ID Work item Status Done criteria / evidence
inq-runtime-catalog-v02 Move the lower model-runtime catalog to adapter implementations, adapter instances, model bindings, runtime candidates, runtime profiles, and conformance fixtures. done node/model-runtime contract v0.2 validates cross references and rejects missing adapter/model/conformance references.
inq-http-adapter-instance-handles Key HTTP lifecycle handles by adapter instance while invoking by selected runtime candidate. done node/model-runtime-http accepts RuntimeInvocationContext, supports one HTTP adapter instance serving multiple runtime candidates, and rejects caller override of host-owned model keys.
inq-command-stdio-invocation-context Apply the same host-built runtime invocation context to command-stdio adapter instances. done node/daemon merges runtime defaults, model binding parameters, and caller body before stdin serialization; caller override of model fails closed in daemon lifecycle coverage.
inq-daemon-runtime-routing Supervise adapter instances and route by runtime/ref in the daemon. done Daemon status separates healthy from routable, reports adapter/model binding refs, and counts only routable candidates.

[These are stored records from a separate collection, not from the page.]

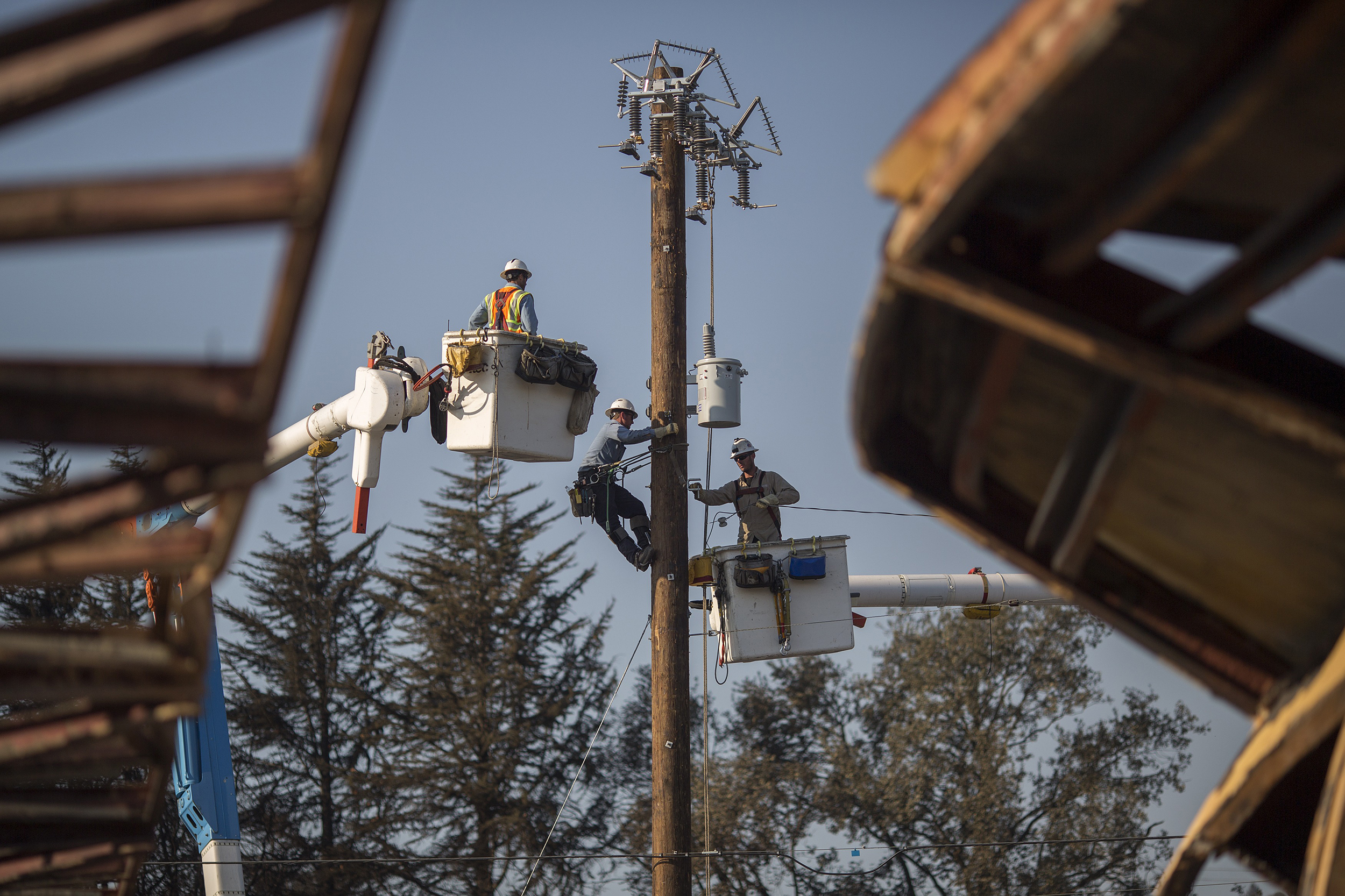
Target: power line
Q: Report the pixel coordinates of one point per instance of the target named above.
(844, 510)
(1145, 890)
(1008, 843)
(714, 854)
(593, 741)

Focused daemon runtime tests pass sequentially.
inq-nse-use-runtime Make NSE choose runtime candidates instead of runtime/model pairs. done nse and nse-rhai use UseRuntime { runtime_id, reason }; Rhai scripts return decision: "use-runtime".
inq-python-remote-provider-adapters Add first middleware-hosted remote provider adapters while preserving adapter-instance/runtime-candidate stratification. done node/middleware-modules/inquirium-openai-adapter maps neutral Inquirium text generation to OpenAI Responses; node/middleware-modules/inquirium-anthropic-adapter maps the same contract to Anthropic Messages; both share node/middleware-modules/lib/inquirium_adapter, expose neutral and chat-compatible endpoints, read secrets from env/file config, and have fake-provider unit coverage. node/model-runtime-http also starts the OpenAI adapter as a managed process and verifies one adapter instance serving two runtime bindings.

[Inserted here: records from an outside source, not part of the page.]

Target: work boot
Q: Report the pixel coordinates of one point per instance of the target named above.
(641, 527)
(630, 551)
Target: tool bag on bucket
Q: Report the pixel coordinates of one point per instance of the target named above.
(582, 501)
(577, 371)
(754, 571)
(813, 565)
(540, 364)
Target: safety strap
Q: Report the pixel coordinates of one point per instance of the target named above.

inq-embedding-contracts Add explicit direct and batch embedding request/response contracts. done node/model-runtime exposes inquirium.embed.{request,response}.v1 and inquirium.batch-embed.{request,response}.v1 DTOs with validation for schema, operation, dimensions, leases, vector shape, and finite vector values.
inq-direct-data-plane Add durable direct data-plane leases, artifact output persistence, conformance report storage, and deferred long operations. in-progress Contract placeholders and routability hooks exist; daemon lease/artifact/conformance/deferred APIs remain to be implemented.